Silver lining for hospitality
“There are a number of trends that make up the proverbial silver lining for the industry, such as growth in tourism, advancing restructuring efforts and improving fundamentals,” remarks Tim Behle, Senior Manager in Ernst & Young’s Global Hospitality Advisory practice, and Editor of the Global Hospitality Insights publication.
Tourism around the globe is expected to increase in the near-to mid-term bolstered by more focused government initiatives, such as the US’s Travel Promotion Act, and favorable demographic trends in many emerging countries, most notably China, India and Brazil.
As the hospitality sector has come to grips with the severity of the downturn, industry participants are expected to continue to proactively work through the issues. “With restructuring efforts by owners and lenders further intensifying, the industry is poised to emerge on a stronger financial and operational footing,” says Behle.
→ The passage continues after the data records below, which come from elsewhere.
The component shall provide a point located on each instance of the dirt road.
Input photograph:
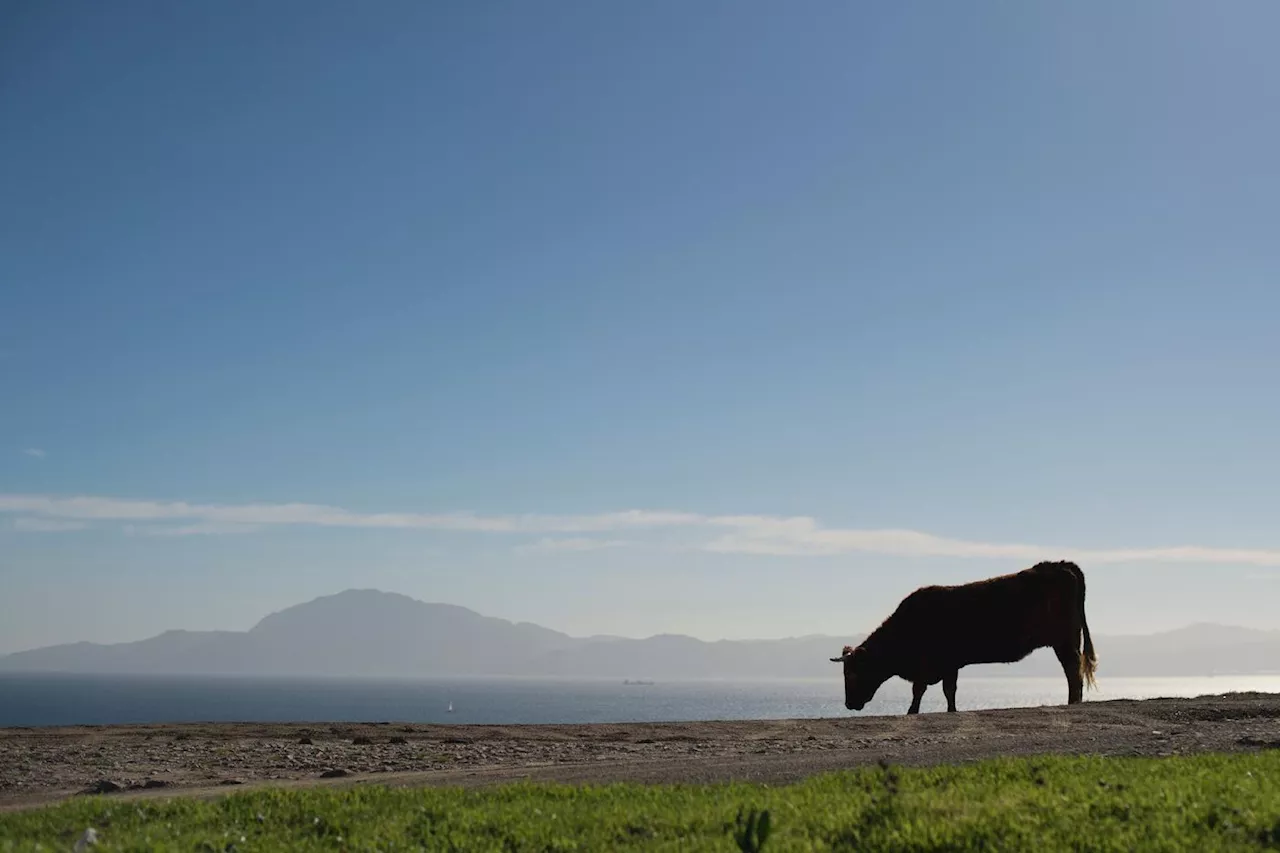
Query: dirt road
(45, 765)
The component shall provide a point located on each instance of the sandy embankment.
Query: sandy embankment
(45, 765)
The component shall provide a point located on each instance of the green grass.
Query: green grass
(1051, 803)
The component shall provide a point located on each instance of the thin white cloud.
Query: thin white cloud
(46, 525)
(199, 529)
(744, 534)
(575, 543)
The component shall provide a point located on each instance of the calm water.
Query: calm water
(60, 699)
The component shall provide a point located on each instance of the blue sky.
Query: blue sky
(836, 300)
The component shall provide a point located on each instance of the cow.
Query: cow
(936, 630)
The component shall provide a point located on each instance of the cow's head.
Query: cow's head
(862, 676)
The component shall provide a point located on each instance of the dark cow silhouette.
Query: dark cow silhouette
(936, 630)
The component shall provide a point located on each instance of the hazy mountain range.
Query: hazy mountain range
(373, 633)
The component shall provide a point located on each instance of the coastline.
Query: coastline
(46, 765)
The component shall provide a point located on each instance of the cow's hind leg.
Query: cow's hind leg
(918, 689)
(949, 689)
(1069, 657)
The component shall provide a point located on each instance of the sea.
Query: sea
(100, 699)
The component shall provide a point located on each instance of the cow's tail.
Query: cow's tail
(1088, 657)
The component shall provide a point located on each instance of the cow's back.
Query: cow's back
(999, 620)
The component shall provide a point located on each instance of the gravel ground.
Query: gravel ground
(45, 765)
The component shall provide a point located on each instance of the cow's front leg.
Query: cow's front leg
(949, 689)
(918, 689)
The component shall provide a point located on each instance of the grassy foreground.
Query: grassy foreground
(1192, 803)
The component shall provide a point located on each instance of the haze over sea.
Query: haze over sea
(91, 699)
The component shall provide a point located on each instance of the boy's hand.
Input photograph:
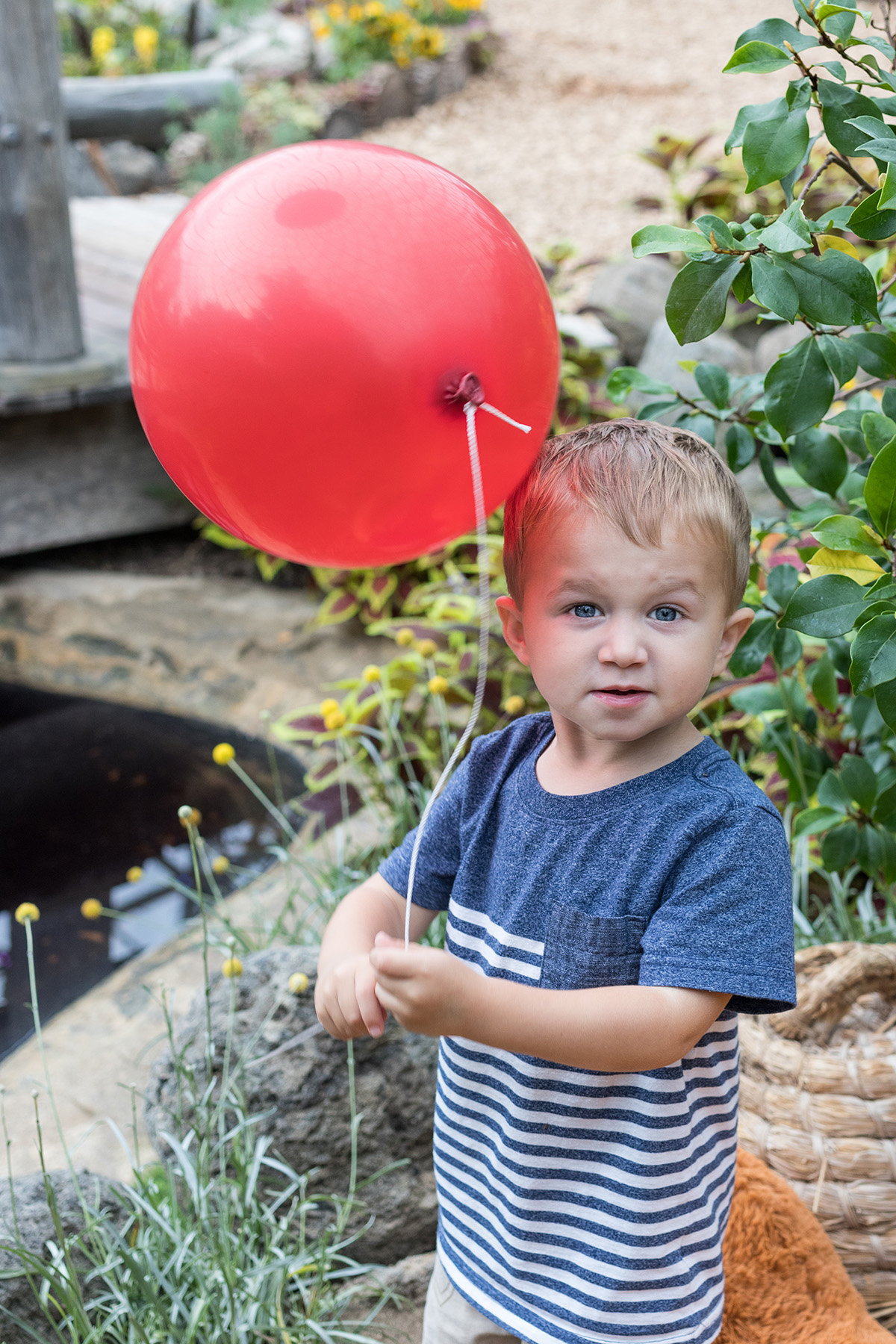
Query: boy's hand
(346, 999)
(428, 991)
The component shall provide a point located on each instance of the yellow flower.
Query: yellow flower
(146, 45)
(102, 42)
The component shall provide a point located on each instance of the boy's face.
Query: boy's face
(622, 640)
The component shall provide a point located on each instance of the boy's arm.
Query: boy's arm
(344, 998)
(615, 1028)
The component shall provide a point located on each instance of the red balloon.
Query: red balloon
(294, 336)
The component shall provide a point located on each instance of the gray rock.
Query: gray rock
(82, 178)
(629, 297)
(662, 354)
(31, 1228)
(302, 1095)
(134, 168)
(774, 342)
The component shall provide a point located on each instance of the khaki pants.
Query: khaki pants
(449, 1319)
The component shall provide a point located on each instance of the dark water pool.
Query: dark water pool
(90, 789)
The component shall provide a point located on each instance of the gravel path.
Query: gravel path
(551, 134)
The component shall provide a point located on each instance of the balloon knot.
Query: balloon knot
(465, 389)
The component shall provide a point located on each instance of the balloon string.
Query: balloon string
(485, 612)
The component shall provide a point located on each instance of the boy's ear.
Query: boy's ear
(512, 624)
(732, 633)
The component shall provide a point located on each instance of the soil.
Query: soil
(553, 132)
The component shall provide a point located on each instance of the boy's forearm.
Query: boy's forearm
(615, 1028)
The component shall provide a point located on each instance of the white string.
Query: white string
(485, 612)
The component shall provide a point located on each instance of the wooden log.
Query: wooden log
(139, 108)
(38, 297)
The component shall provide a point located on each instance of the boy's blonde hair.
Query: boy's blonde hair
(641, 477)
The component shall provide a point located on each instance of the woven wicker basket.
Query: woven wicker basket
(818, 1105)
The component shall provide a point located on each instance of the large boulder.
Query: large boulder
(302, 1097)
(26, 1221)
(629, 297)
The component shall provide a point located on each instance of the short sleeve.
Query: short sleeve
(440, 855)
(726, 920)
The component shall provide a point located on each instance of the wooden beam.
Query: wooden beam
(38, 299)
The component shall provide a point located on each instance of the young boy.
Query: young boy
(617, 892)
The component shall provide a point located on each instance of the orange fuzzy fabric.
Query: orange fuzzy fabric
(783, 1280)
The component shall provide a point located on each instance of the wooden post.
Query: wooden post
(40, 316)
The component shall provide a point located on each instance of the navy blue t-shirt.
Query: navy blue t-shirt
(576, 1204)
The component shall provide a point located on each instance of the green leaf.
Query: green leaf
(774, 288)
(751, 113)
(840, 105)
(874, 653)
(754, 648)
(880, 490)
(798, 389)
(815, 820)
(625, 379)
(741, 447)
(758, 58)
(833, 289)
(876, 352)
(824, 608)
(788, 233)
(820, 458)
(877, 430)
(714, 383)
(868, 221)
(662, 238)
(777, 31)
(844, 532)
(839, 847)
(697, 297)
(822, 682)
(773, 148)
(860, 780)
(841, 359)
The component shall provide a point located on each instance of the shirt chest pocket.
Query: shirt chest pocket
(582, 952)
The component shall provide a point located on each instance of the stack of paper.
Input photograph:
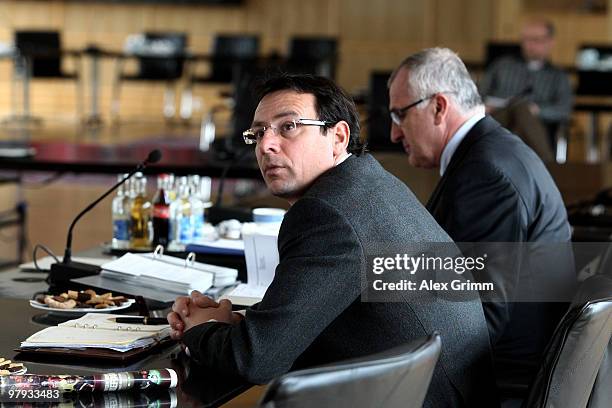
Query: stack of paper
(171, 274)
(261, 253)
(97, 330)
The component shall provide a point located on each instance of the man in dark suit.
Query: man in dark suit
(493, 188)
(343, 203)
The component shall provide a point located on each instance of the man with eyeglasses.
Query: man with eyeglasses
(493, 188)
(527, 93)
(305, 133)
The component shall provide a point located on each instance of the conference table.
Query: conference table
(197, 387)
(181, 157)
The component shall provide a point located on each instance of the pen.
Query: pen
(141, 320)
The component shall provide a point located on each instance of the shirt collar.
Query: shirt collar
(343, 158)
(455, 141)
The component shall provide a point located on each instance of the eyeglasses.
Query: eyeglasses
(287, 129)
(398, 115)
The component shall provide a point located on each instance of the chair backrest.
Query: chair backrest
(43, 48)
(598, 80)
(395, 378)
(313, 55)
(379, 122)
(497, 49)
(576, 368)
(230, 53)
(164, 67)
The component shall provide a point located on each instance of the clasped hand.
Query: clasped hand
(190, 311)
“From a fundamentals perspective, we are nearing the bottom,” Behle further explains. “The shrinking supply pipeline coupled with strengthening demand will bolster the recovery of lodging sector.”
“The first months of 2010 show positive dynamics in the Russian hotel market. Operating results of the hotels are steadily improving. At the same time, as the financial crisis shelved many projects in Russia, the shortage of quality accommodation and growing demand will ensure the revitalization of the local hotel industry much sooner than in the developed and saturated markets”, adds Angelika Normann.